Alexander technique, although usually involving touch, can also be taught through online lessons
Alexander Technique is not just about posture and “correct” movement, it is about being aware of what you are doing. A lot of our life is governed by habits, which is useful in many ways, but it does mean that we are not always consciously making a choice. Sometimes we are ‘stuck’ in ways of moving or reacting that are contributing to our pain or stress.
Alexander Technique helps us to bring our habits up into our awareness so we can choose to keep the helpful ones, and start to change the unhelpful ones.
‘I have been learning Alexander Technique online from Mireille since lockdown began. It’s been a wonderful journey. As I have hypermobility, I have many habits which, in the long run, make my joints achy. I have found these lessons have taught me techniques to lessen the stress and aches. Mireille gives excellent verbal cues which helped me visualize what my body should be doing. It’s been a joy to work with her! Now that I’m back to work, I hope to use these techniques to be more comfortable in my everyday work life.’ Heidi
Alexander Technique on-line lessons can address:
- Movement. Do you move as freely as you would like? Does pain interfere with you taking exercise? What can we change about how you move to make it more comfortable? You may only be able to cope with a tiny amount of movement each day, or you may run marathons, but different movement inputs can be helpful for everyone. Alexander Technique excels at finding different ways of movement that help you to feel at ease and reduce pain.

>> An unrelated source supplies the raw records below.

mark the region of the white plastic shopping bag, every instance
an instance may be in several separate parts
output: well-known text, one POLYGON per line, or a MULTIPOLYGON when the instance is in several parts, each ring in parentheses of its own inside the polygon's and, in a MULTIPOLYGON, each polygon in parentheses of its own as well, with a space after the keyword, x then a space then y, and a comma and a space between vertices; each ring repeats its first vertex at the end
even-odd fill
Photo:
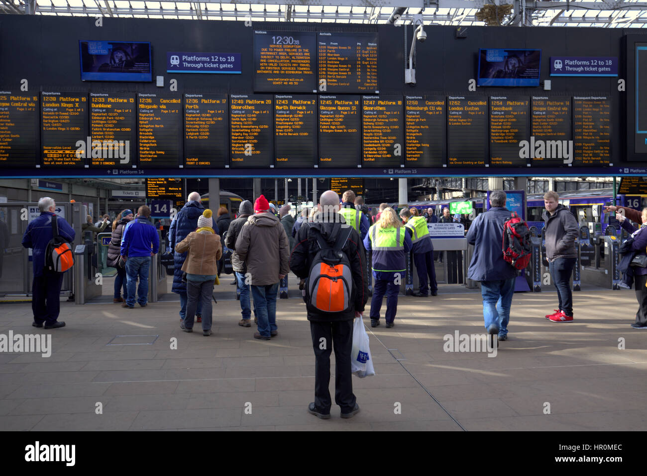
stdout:
POLYGON ((361 315, 356 317, 353 322, 351 371, 360 378, 375 375, 373 360, 371 359, 371 349, 369 348, 368 334, 366 333, 361 315))

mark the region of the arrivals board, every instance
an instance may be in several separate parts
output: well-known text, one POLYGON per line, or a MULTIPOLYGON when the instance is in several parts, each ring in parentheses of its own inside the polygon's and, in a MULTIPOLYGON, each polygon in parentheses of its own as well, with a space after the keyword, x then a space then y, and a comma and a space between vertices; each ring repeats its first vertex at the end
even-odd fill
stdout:
POLYGON ((358 165, 360 100, 358 96, 319 96, 319 167, 358 165))
POLYGON ((274 156, 277 167, 317 163, 316 96, 274 96, 274 156))
POLYGON ((229 165, 226 94, 184 94, 184 167, 229 165))
POLYGON ((571 98, 532 96, 531 116, 527 151, 531 163, 537 167, 564 166, 564 158, 557 149, 558 144, 561 150, 573 138, 571 98))
POLYGON ((87 95, 43 92, 41 117, 43 166, 85 166, 87 95))
POLYGON ((90 165, 131 165, 137 143, 135 96, 91 92, 89 101, 90 165))
POLYGON ((316 92, 316 34, 254 32, 254 90, 316 92))
POLYGON ((487 98, 447 97, 448 165, 487 166, 487 98))
POLYGON ((365 96, 362 98, 362 167, 400 167, 404 137, 402 98, 365 96))
POLYGON ((274 107, 270 94, 230 98, 232 167, 274 167, 274 107))
POLYGON ((520 144, 530 132, 530 99, 523 96, 490 98, 490 166, 526 167, 520 144))
POLYGON ((0 91, 0 167, 39 165, 38 93, 0 91))
POLYGON ((182 156, 182 99, 137 95, 139 167, 177 167, 182 156))
POLYGON ((611 132, 611 98, 573 97, 573 165, 609 165, 611 132))
POLYGON ((407 167, 443 167, 446 163, 445 101, 444 96, 404 96, 407 167))
POLYGON ((320 92, 379 92, 377 33, 317 36, 320 92))

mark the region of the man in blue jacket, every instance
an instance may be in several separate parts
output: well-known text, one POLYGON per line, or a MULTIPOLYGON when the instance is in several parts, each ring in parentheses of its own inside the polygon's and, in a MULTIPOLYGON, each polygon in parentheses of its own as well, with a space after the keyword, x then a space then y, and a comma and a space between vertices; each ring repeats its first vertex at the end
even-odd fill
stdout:
MULTIPOLYGON (((171 250, 175 249, 175 245, 186 238, 192 231, 195 231, 198 227, 198 218, 204 211, 204 207, 201 203, 200 194, 197 192, 192 192, 187 197, 186 203, 182 209, 177 212, 175 219, 171 222, 171 227, 168 231, 168 251, 171 253, 171 250)), ((218 234, 218 227, 215 221, 212 218, 214 222, 212 228, 214 232, 218 234)), ((184 320, 186 316, 186 283, 182 282, 182 265, 186 259, 186 253, 179 253, 175 252, 173 254, 173 264, 175 269, 173 274, 173 287, 171 291, 180 295, 180 319, 184 320)), ((195 311, 195 322, 202 322, 202 303, 198 302, 198 307, 195 311)))
MULTIPOLYGON (((45 251, 47 245, 54 238, 52 230, 52 217, 56 214, 56 203, 54 199, 43 197, 38 200, 40 216, 27 225, 23 236, 23 246, 32 249, 34 263, 34 282, 32 285, 32 310, 34 311, 34 327, 56 329, 65 326, 63 321, 58 322, 60 312, 61 285, 63 273, 45 269, 45 251)), ((65 218, 56 216, 58 234, 70 243, 74 240, 76 233, 65 218)))
POLYGON ((505 192, 490 194, 490 209, 476 217, 467 232, 467 242, 474 245, 467 277, 481 282, 485 329, 499 340, 508 335, 510 307, 517 270, 503 260, 503 223, 510 217, 505 208, 505 192))
POLYGON ((137 218, 124 229, 122 237, 121 256, 126 259, 126 290, 128 296, 122 307, 135 307, 135 287, 139 276, 137 302, 142 307, 148 304, 148 271, 151 256, 159 251, 160 239, 157 230, 149 221, 151 209, 142 205, 137 210, 137 218))

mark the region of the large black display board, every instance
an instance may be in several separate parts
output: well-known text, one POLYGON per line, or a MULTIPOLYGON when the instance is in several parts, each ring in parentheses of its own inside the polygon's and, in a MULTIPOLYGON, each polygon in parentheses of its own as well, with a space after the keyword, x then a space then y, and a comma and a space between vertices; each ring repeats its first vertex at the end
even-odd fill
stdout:
POLYGON ((87 95, 43 92, 41 117, 43 167, 68 168, 85 165, 87 95))
POLYGON ((182 99, 137 95, 139 167, 175 167, 182 156, 182 99))
POLYGON ((316 96, 274 96, 274 155, 278 167, 316 163, 316 96))
POLYGON ((0 91, 0 167, 40 163, 39 127, 38 93, 0 91))
POLYGON ((90 93, 91 167, 129 167, 135 156, 134 94, 90 93))
POLYGON ((378 34, 320 32, 319 91, 378 92, 378 34))
POLYGON ((403 129, 402 96, 363 96, 362 167, 400 167, 403 129))
POLYGON ((226 94, 184 95, 184 166, 229 165, 229 99, 226 94))
POLYGON ((314 32, 254 32, 254 90, 316 92, 314 32))
POLYGON ((447 163, 449 167, 487 165, 487 98, 447 98, 447 163))
POLYGON ((274 166, 274 108, 270 94, 230 98, 232 167, 274 166))

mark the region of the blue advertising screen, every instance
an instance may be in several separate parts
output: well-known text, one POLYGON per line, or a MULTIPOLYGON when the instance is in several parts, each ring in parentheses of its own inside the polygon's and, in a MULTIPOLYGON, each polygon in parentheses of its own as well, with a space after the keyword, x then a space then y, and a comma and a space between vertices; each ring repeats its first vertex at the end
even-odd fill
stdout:
POLYGON ((541 50, 482 48, 477 86, 539 86, 541 50))
POLYGON ((153 81, 146 41, 80 40, 82 81, 153 81))

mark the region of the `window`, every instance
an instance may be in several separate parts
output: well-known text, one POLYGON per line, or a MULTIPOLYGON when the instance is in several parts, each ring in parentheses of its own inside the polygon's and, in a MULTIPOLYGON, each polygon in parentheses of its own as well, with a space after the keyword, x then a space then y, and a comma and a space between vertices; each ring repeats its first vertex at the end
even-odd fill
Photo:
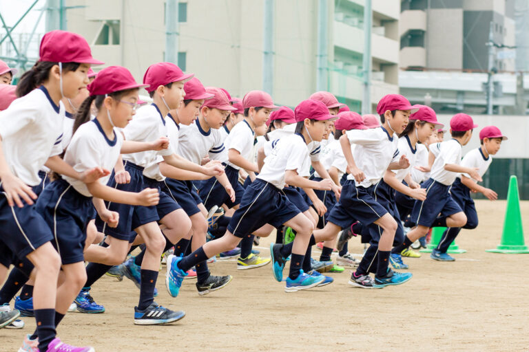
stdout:
POLYGON ((178 22, 187 22, 187 3, 178 3, 178 22))
POLYGON ((96 36, 96 45, 118 45, 120 42, 121 21, 103 21, 96 36))
POLYGON ((178 67, 180 67, 182 71, 185 71, 185 64, 187 58, 187 53, 185 52, 178 52, 178 67))

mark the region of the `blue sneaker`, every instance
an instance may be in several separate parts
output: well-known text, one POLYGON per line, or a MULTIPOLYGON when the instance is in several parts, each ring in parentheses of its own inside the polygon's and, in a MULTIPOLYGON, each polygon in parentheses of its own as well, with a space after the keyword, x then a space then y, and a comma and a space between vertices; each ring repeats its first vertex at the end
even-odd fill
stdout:
POLYGON ((389 263, 393 269, 408 269, 410 267, 408 264, 404 264, 404 262, 402 261, 402 256, 400 254, 392 253, 389 256, 389 263))
POLYGON ((409 281, 413 276, 411 272, 397 272, 388 268, 388 274, 383 278, 375 278, 373 287, 385 287, 386 286, 402 285, 409 281))
POLYGON ((284 269, 285 260, 281 255, 279 250, 283 245, 270 243, 270 256, 272 259, 272 272, 273 277, 278 282, 283 280, 283 269, 284 269))
POLYGON ((441 253, 437 250, 432 250, 432 254, 430 258, 434 261, 455 261, 455 258, 449 255, 448 253, 441 253))
POLYGON ((143 311, 134 307, 134 324, 136 325, 169 324, 180 320, 185 316, 184 311, 173 311, 165 307, 158 305, 156 302, 151 303, 151 305, 143 311))
POLYGON ((165 287, 167 292, 172 297, 178 296, 180 287, 182 286, 182 281, 187 276, 187 273, 180 269, 176 265, 180 260, 181 256, 176 256, 171 254, 167 257, 167 272, 165 274, 165 287))
POLYGON ((292 280, 289 277, 287 278, 284 292, 295 292, 301 289, 311 289, 322 283, 324 280, 325 278, 323 275, 318 277, 311 276, 304 273, 303 270, 300 270, 300 274, 295 280, 292 280))
POLYGON ((33 312, 33 297, 22 300, 17 296, 14 298, 14 309, 20 311, 20 316, 35 316, 33 312))
POLYGON ((74 302, 81 313, 105 313, 105 307, 96 303, 90 296, 90 287, 83 287, 74 302))
POLYGON ((309 275, 310 275, 311 276, 313 276, 315 278, 318 278, 318 277, 324 278, 323 281, 322 281, 322 283, 318 285, 318 287, 325 286, 326 285, 329 285, 334 281, 334 279, 331 276, 326 276, 325 275, 322 275, 321 274, 320 274, 315 270, 311 270, 307 274, 309 274, 309 275))

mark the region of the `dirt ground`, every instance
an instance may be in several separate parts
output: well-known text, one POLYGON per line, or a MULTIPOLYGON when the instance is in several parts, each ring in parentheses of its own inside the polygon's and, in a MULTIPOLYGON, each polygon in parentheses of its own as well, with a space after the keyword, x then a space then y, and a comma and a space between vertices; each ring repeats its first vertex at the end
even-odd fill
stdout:
MULTIPOLYGON (((378 290, 347 284, 349 270, 331 274, 335 282, 320 289, 287 294, 271 266, 238 271, 234 261, 210 265, 231 274, 225 288, 204 296, 194 280, 184 282, 177 298, 160 272, 156 301, 186 317, 167 326, 132 323, 138 290, 126 278, 105 276, 92 289, 103 314, 69 314, 59 328, 65 342, 101 351, 529 351, 529 254, 487 253, 499 243, 505 201, 477 202, 479 226, 463 230, 457 244, 468 250, 454 263, 423 254, 405 258, 408 283, 378 290)), ((522 202, 529 242, 529 201, 522 202)), ((269 240, 260 249, 268 255, 269 240)), ((363 245, 353 239, 351 253, 363 245)), ((319 252, 313 250, 315 258, 319 252)), ((16 351, 34 328, 0 330, 0 351, 16 351)))

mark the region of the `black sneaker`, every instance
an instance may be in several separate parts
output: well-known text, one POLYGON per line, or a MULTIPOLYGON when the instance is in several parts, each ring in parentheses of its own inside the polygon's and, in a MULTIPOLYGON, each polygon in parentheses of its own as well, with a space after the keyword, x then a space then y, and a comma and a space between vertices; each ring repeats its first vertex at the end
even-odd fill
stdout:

- Body-mapping: Do you have an accurate map of your body and how it moves? Even if you know anatomy quite well this does not always translate into knowledge in yourself. Small changes in how we imagine our bodies move and work can make big shifts in how comfortably and efficiently we use ourselves.
- Breathing: where do you breathe from? Do you breath hold or breathe shallowly when in stressful situations? Alexander Technique can help you use your breathing positively in response to pain and stress.
- Understanding your pain or condition: Pain is a very strange phenomenon, and getting to grips with how it works (probably not quite how you think! see more here), can be an incredibly helpful part of recovery.
- Stress management: what is a useful level of stress for you (it’s not all bad!) and how can you keep it within bounds you can cope with long-term? What tools do you have to cope with stress?